Het stuk waar ze liepen was ontzettend schoon gespoeld, als op de eerste scheppingsdag, maar waar de vloed op zijn hoogst was geweest lag een strook afgedankte spullen. Dooie vissen, wier, schelpen, resten schuim, veren, hele vlerken, aangevreten meeuwen en één grote vogel, met geknakte hals en een blind starend oog vol vliegen. Waarachtig ook een dood schaap. Hoe dat in zee terecht was gekomen? Eén poot stak schuin omhoog alsof het verkeerd aan het lijf was gezet.
Verderop lag een stuk hout. En nog een, en nog een. Wrakhout, allemaal vers.

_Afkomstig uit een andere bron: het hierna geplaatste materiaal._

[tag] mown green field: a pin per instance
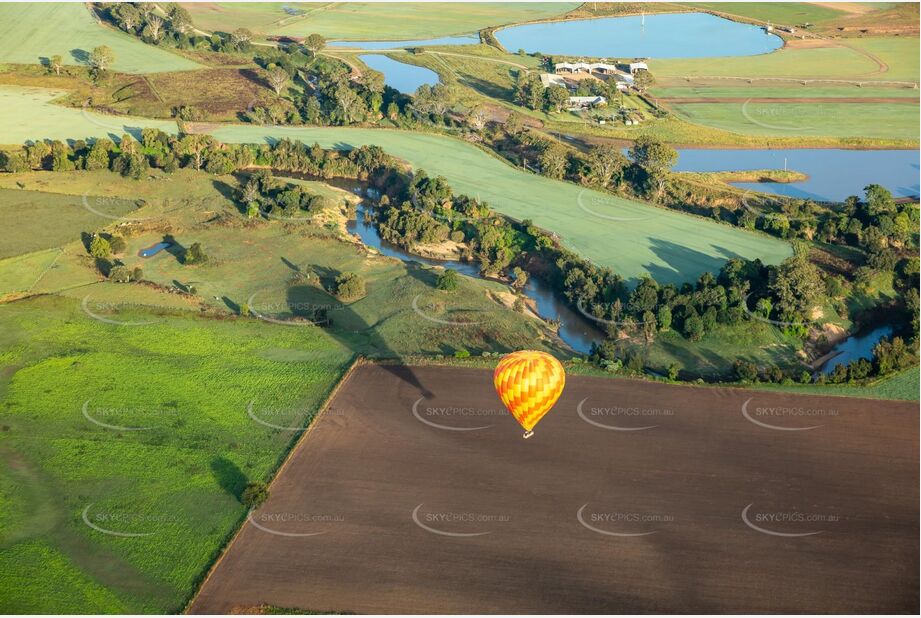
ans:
(356, 20)
(633, 238)
(744, 90)
(30, 115)
(713, 356)
(37, 220)
(176, 485)
(903, 386)
(30, 32)
(124, 406)
(872, 120)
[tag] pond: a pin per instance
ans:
(398, 75)
(855, 347)
(676, 35)
(834, 174)
(154, 249)
(576, 331)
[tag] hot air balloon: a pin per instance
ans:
(529, 383)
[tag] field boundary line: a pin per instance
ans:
(358, 362)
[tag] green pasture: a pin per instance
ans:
(902, 386)
(30, 115)
(759, 90)
(871, 120)
(633, 238)
(713, 356)
(37, 220)
(177, 483)
(786, 13)
(367, 21)
(842, 61)
(901, 54)
(32, 31)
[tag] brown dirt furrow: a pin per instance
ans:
(415, 493)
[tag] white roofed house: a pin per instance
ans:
(580, 103)
(638, 66)
(549, 79)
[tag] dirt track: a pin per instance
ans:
(905, 100)
(702, 510)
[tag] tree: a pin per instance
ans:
(673, 371)
(194, 145)
(241, 36)
(254, 494)
(56, 64)
(664, 318)
(154, 28)
(477, 118)
(349, 286)
(553, 162)
(13, 162)
(557, 98)
(530, 91)
(120, 274)
(520, 278)
(101, 58)
(100, 247)
(314, 43)
(796, 284)
(514, 124)
(653, 157)
(60, 157)
(447, 281)
(179, 19)
(194, 254)
(98, 157)
(348, 103)
(606, 162)
(277, 78)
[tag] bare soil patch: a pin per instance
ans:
(415, 493)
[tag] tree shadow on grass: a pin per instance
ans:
(229, 476)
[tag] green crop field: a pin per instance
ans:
(874, 120)
(175, 485)
(633, 238)
(30, 115)
(387, 21)
(117, 495)
(744, 90)
(37, 221)
(32, 31)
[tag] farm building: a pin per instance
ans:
(578, 103)
(549, 79)
(585, 67)
(638, 66)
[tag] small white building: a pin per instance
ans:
(579, 103)
(638, 66)
(549, 79)
(585, 67)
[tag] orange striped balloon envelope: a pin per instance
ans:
(529, 383)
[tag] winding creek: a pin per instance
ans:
(576, 331)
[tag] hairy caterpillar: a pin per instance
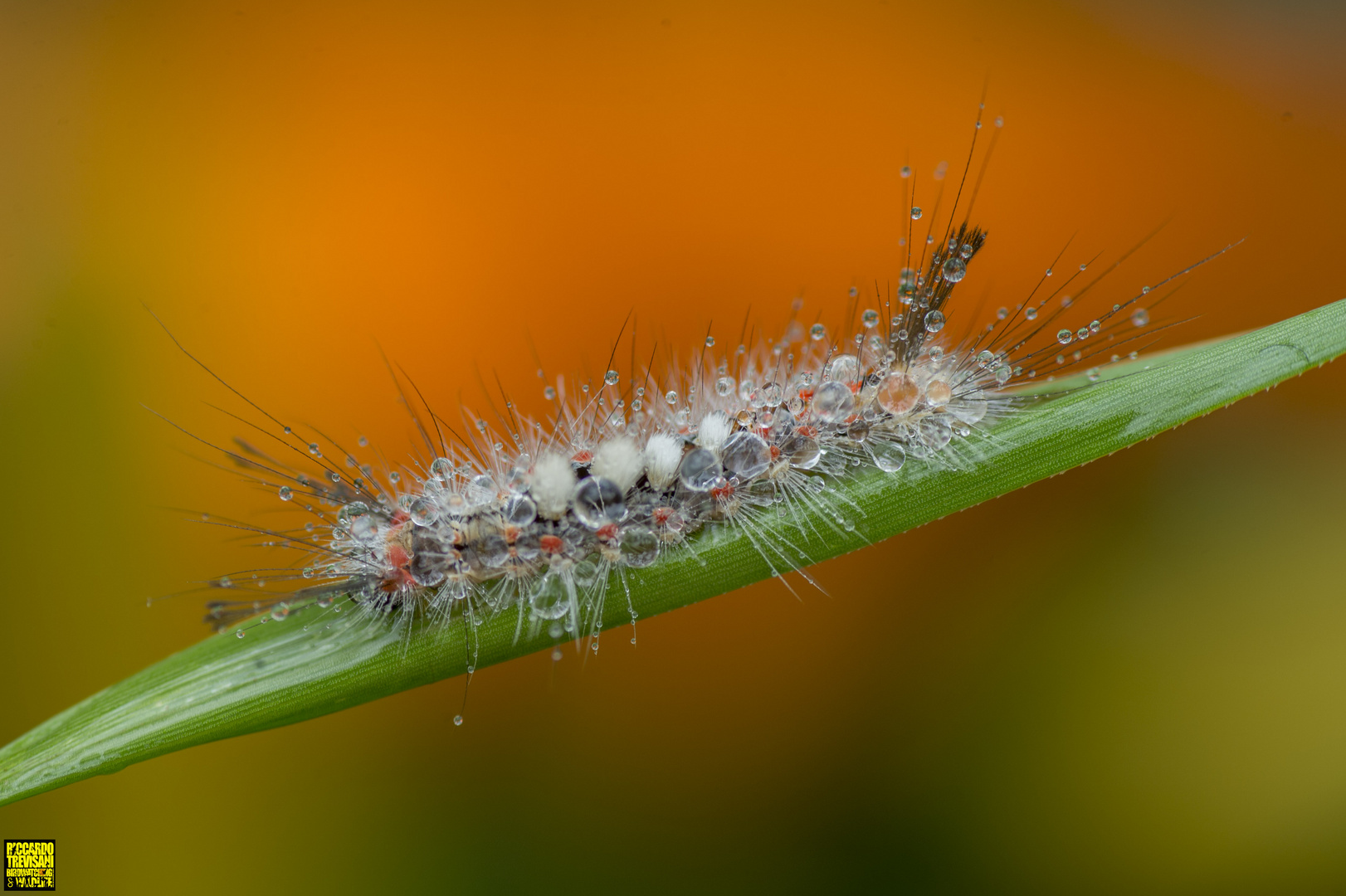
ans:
(545, 519)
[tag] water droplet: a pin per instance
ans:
(801, 451)
(549, 597)
(599, 502)
(699, 470)
(640, 547)
(423, 512)
(768, 396)
(746, 455)
(898, 393)
(889, 456)
(832, 402)
(841, 368)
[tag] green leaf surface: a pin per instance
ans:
(313, 665)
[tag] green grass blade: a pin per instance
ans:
(283, 673)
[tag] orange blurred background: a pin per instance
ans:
(1129, 679)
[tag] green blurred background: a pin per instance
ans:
(1129, 679)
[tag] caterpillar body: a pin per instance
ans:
(543, 517)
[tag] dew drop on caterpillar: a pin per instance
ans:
(544, 510)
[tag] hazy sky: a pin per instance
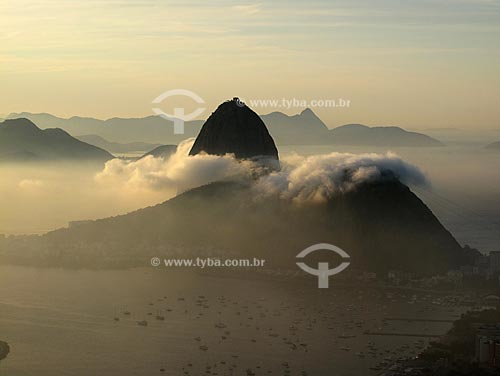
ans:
(429, 63)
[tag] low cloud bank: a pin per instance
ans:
(311, 178)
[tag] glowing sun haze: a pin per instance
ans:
(424, 64)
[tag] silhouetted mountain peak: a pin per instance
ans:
(235, 129)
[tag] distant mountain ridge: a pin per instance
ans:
(305, 128)
(493, 145)
(22, 140)
(359, 134)
(117, 147)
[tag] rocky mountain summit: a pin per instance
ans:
(235, 129)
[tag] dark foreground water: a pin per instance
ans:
(62, 322)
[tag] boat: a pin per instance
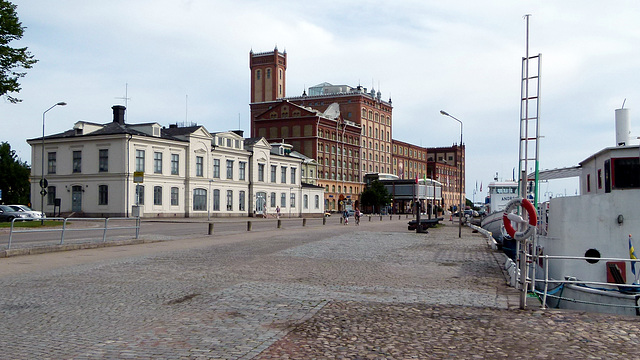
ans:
(585, 247)
(499, 194)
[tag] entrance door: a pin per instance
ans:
(261, 202)
(76, 198)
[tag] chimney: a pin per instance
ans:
(118, 114)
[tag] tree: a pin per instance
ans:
(14, 176)
(375, 195)
(12, 61)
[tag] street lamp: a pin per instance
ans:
(460, 211)
(43, 185)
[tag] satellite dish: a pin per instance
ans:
(333, 111)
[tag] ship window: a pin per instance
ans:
(592, 253)
(625, 173)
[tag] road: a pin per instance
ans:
(80, 230)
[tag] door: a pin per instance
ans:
(261, 203)
(76, 198)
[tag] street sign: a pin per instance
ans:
(138, 177)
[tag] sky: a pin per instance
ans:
(188, 61)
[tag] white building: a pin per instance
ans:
(187, 172)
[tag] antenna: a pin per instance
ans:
(126, 98)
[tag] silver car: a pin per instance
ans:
(7, 213)
(27, 210)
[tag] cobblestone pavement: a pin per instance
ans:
(376, 291)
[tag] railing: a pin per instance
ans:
(592, 285)
(64, 228)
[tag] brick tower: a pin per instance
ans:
(268, 75)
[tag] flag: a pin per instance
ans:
(632, 255)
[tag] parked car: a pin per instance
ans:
(7, 214)
(32, 213)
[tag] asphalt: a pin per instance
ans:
(376, 291)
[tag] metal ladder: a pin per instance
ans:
(529, 121)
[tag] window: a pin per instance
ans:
(229, 200)
(140, 194)
(103, 195)
(199, 166)
(51, 168)
(242, 166)
(157, 195)
(241, 196)
(175, 164)
(139, 160)
(216, 200)
(77, 161)
(157, 163)
(229, 169)
(103, 160)
(174, 196)
(216, 168)
(199, 199)
(51, 195)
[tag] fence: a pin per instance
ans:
(65, 229)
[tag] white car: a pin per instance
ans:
(32, 214)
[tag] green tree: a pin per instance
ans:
(14, 176)
(375, 195)
(13, 62)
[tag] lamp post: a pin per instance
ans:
(42, 181)
(460, 211)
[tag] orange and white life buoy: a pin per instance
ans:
(509, 217)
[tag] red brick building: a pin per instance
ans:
(443, 164)
(348, 130)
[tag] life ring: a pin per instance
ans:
(508, 217)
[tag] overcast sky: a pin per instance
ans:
(189, 61)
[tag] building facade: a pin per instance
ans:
(179, 172)
(329, 116)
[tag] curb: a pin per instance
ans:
(69, 247)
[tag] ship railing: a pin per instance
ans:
(616, 287)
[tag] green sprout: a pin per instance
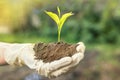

‘Boot!’ riep de jongen. ‘Uw boot hè?’
Bran bleef staan en keek starend naar de brokstukken in het zand. Hij draaide er een om met zijn voet; een lap leer van de scheepshuid zat er nog aan vast, vol plakkerig aangekoekt zand. Hij staarde en staarde en begon stommelingen te mompelen. ‘Stommelingen, stommelingen, stommelingen, stommelingen...’ elke stommelingen luider dan de vorige, en opeens keerde hij zich tegen de branding en het schuim en de nog woeste golven en brulde: ‘Stomme idioten! Stomme stomme stomme idiote goddonderse ezels!’
De jongen was een paar passen achteruit geweken en begon bijna te huilen.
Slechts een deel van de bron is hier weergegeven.